A multidisciplinary approach to improve adherence to medical recommendations in older adults at hospital discharge: The APPROACH study protocol

PLoS One. 2024 Apr 30;19(4):e0297238. doi: 10.1371/journal.pone.0297238. eCollection 2024.

Abstract

Introduction: Poor comprehension and medication adherence are common in older people, especially after hospitalizations, in case of changes or prescriptions of new therapeutic regimes. This randomized controlled trial aims to evaluate the effectiveness of an integrated approach in improving older individuals' adherence to medical recommendations after hospital discharge.

Methods: Data from an expected sample of 360 older inpatients (and their caregivers) will be collected. Medical recommendations' understanding will be tested before and after the routine explanation received by in-charge physicians. Participants will be randomized in the control (usual care) and intervention group. The intervention consists of educational training by a multidisciplinary team (occupational therapist, dietician, and physician, in consultation with a pharmacologist) at hospital discharge and, after hospital discharge, receiving a phone recall checking for therapy adherence and having the possibility to contact the study team for potential related concerns. After 7 days, medication adherence will be assessed through structured phone interviews comparing ongoing and prescribed medications and by administering the 4-item validated Morisky, Green, Levine scale and the Medication adherence report scale (MARS-5). At 30 and 90 days from discharge, data on medication adherence, falls, rehospitalizations, and vital status will be collected through phone interviews and hospital records.

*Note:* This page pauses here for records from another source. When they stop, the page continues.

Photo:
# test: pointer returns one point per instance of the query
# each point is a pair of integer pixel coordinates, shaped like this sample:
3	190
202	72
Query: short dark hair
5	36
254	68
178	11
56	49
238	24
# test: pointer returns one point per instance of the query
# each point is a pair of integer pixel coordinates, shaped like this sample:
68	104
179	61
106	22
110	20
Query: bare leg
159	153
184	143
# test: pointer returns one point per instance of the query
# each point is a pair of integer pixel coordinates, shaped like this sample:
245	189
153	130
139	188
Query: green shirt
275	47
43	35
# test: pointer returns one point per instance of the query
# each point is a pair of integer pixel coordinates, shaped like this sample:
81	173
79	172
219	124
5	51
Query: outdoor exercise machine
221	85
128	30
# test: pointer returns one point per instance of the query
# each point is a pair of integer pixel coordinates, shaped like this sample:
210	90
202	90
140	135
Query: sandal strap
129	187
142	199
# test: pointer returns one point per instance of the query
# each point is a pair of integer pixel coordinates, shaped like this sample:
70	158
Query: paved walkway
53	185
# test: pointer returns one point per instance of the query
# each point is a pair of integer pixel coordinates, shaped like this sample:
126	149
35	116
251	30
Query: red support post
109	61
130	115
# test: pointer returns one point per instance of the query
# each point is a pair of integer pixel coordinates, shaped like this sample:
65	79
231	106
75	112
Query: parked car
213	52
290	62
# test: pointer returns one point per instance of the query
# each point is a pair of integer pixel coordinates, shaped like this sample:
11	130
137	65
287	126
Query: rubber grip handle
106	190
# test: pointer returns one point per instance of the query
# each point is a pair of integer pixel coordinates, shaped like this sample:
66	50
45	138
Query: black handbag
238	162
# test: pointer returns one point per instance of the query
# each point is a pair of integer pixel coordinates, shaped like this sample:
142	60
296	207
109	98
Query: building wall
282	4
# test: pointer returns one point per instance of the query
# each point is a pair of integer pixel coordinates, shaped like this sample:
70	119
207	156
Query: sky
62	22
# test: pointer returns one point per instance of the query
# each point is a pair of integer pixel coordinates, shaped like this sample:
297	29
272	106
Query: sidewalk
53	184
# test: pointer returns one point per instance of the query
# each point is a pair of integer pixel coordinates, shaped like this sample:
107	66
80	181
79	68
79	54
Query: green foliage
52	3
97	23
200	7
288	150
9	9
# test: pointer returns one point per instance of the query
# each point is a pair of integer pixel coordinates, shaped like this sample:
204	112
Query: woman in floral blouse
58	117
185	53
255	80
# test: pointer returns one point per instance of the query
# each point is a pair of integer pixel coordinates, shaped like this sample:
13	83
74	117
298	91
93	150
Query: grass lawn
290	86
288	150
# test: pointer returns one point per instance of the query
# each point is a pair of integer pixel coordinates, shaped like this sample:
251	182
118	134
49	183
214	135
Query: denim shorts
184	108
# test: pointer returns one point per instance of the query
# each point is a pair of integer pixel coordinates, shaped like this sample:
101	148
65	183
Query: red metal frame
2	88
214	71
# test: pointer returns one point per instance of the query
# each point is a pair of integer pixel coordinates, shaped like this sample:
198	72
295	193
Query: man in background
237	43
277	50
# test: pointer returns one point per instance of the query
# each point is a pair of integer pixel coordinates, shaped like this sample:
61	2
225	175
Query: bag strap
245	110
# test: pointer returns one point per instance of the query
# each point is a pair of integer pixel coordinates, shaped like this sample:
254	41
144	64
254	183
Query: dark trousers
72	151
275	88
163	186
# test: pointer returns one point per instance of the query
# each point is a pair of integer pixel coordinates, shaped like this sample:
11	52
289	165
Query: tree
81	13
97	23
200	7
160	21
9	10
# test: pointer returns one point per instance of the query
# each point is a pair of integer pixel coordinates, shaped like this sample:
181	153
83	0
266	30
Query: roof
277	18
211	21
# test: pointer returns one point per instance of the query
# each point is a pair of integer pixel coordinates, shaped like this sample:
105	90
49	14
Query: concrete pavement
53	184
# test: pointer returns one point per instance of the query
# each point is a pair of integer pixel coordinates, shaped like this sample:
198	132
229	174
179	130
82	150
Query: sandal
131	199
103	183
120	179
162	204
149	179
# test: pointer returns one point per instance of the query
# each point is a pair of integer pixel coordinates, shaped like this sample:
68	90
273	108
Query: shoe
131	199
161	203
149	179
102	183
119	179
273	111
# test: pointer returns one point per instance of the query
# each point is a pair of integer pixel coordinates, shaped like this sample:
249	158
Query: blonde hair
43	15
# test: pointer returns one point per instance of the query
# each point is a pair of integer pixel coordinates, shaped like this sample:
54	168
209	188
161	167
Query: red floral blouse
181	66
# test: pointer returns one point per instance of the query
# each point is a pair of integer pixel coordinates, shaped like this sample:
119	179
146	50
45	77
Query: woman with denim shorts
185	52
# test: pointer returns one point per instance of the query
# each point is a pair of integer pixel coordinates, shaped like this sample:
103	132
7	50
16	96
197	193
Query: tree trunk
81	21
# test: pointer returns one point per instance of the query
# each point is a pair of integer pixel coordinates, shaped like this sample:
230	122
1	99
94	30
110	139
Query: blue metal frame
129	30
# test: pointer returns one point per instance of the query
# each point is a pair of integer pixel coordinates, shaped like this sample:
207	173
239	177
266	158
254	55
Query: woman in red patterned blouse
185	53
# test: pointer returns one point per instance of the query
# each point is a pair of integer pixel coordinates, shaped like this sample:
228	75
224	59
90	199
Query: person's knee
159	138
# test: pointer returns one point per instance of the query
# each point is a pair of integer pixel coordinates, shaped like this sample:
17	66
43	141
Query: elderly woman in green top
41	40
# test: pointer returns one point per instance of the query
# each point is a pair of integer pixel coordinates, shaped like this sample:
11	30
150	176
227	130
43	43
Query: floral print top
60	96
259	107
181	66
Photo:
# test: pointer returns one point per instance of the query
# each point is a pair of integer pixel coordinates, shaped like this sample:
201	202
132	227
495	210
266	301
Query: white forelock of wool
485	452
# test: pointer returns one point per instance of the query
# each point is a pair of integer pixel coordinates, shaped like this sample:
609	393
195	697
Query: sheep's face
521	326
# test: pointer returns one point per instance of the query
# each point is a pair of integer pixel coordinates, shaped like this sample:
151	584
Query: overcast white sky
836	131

Trial registration: Registration: NCT05719870 (clinicaltrial.gov). https://classic.clinicaltrials.gov/ct2/show/NCT05719870.

Publication types

  • Research Support, Non-U.S. Gov't
  • Randomized Controlled Trial

MeSH terms

  • Aged
  • Aged, 80 and over
  • Female
  • Humans
  • Male
  • Medication Adherence*
  • Patient Care Team
  • Patient Discharge*

Associated data

  • ClinicalTrials.gov/NCT05719870

Grants and funding

We confirm that the project is supported by a Pfizer Quality Improvement grant (n. 53789559). The funder had no role in study design, data collection and analysis, decision to publish, or preparation of the manuscript.